אמר רבא בשעה שמכניסין אדם לדין אומרים לו נשאת ונתת באמונה קבעת עתים לתורה עסקת בפריה ורביה צפית לישועה פלפלת בחכמה הבנת דבר מתוך דבר ואפילו הכי אי יראת ה׳ היא אוצרו אין אי לא לא.
After departing from this world, when a person is brought to judgment for the life she lived in this world, they say to her in the order of that verse: Did you conduct business faithfully? Did you designate times for Torah study? Did you engage in procreation? Did you hope for redemption?
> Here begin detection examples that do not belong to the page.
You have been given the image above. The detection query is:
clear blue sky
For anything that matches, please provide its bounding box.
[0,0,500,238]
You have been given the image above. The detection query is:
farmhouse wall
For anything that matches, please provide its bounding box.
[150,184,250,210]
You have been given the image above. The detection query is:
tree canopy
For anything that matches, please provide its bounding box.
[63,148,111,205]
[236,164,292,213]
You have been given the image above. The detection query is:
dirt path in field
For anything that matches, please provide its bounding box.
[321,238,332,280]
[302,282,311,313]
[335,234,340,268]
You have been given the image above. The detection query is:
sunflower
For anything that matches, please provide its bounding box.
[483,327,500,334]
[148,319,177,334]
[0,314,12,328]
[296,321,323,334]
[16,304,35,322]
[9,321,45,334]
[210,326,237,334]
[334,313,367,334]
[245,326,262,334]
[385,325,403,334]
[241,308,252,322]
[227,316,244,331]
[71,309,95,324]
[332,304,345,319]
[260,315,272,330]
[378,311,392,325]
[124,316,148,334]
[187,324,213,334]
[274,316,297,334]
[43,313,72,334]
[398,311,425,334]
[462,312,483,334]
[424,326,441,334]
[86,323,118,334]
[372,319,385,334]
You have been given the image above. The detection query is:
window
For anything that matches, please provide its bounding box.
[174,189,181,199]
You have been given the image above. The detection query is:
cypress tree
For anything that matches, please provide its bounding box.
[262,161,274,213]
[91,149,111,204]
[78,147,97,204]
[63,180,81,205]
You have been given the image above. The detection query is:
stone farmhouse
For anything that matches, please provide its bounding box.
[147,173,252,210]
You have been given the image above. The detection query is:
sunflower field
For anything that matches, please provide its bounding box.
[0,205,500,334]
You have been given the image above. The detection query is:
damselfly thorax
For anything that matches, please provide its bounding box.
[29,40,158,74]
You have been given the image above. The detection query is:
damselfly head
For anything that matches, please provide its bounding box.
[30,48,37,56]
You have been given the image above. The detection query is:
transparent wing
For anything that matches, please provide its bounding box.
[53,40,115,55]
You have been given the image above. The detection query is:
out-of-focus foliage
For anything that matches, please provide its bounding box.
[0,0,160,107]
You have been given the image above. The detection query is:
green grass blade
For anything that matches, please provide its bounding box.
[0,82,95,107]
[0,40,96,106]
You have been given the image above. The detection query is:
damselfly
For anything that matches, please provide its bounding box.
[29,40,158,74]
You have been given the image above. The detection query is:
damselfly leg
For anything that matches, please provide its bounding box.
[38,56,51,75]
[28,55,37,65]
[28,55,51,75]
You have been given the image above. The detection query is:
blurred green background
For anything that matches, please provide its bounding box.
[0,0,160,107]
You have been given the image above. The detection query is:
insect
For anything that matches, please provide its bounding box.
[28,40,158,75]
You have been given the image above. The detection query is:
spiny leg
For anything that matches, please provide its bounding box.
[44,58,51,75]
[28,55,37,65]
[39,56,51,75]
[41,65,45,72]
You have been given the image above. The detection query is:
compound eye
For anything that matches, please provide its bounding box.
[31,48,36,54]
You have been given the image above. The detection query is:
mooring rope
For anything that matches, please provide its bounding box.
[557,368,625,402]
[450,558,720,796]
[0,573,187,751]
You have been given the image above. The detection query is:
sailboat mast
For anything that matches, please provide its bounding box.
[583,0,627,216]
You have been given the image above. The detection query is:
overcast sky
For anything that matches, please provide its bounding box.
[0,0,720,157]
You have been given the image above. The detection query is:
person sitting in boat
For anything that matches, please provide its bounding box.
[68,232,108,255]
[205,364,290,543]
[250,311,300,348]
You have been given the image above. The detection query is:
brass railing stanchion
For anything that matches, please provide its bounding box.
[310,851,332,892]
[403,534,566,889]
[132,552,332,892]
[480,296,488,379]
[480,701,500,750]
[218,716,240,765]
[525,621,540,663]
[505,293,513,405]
Did you engage in the dialectics of wisdom or understand one matter from another?
What does the order of this text teach about the role of hope?
מאמרי ראי"ה - קודש וחול בתחית ישראל (מן עתון 'ההד', תרצ"א)
ביחס לתקוה המפעמת בלב כל יהודי מדור דור לישועה ולגאולה השתמשו חז"ל בביטוי 'צפיה'. שואלים לאדם 'צפית לישועה', ולא 'קוית'. צפיה היא מגזירת 'צפה'[1]. תפקיד הצופה להשתמש בכל מאורע שהוא להזהיר על תקלה ולעורר למפעל של ישועה. וכך עלינו להשתמש בכל המאורעות שבעולם, שעל ידם תוכל לבוא או לצמוח תשועה לישראל...
Regarding the hope for salvation and redemption that beats in every Jew's heart from generation to generation, our rabbis used the term צפיה. A person is asked "did you hearken (צפיה) for salvation?" and not "did you hope". צפיה comes from the word "scout". The role of the scout is to use every occurrence to warn against problems and to awaken the undertaking of salvation. So it is upon us to make use of every occurrence in the world, for through them salvation for Israel can arrive or spring up.
In what way is hope related to action?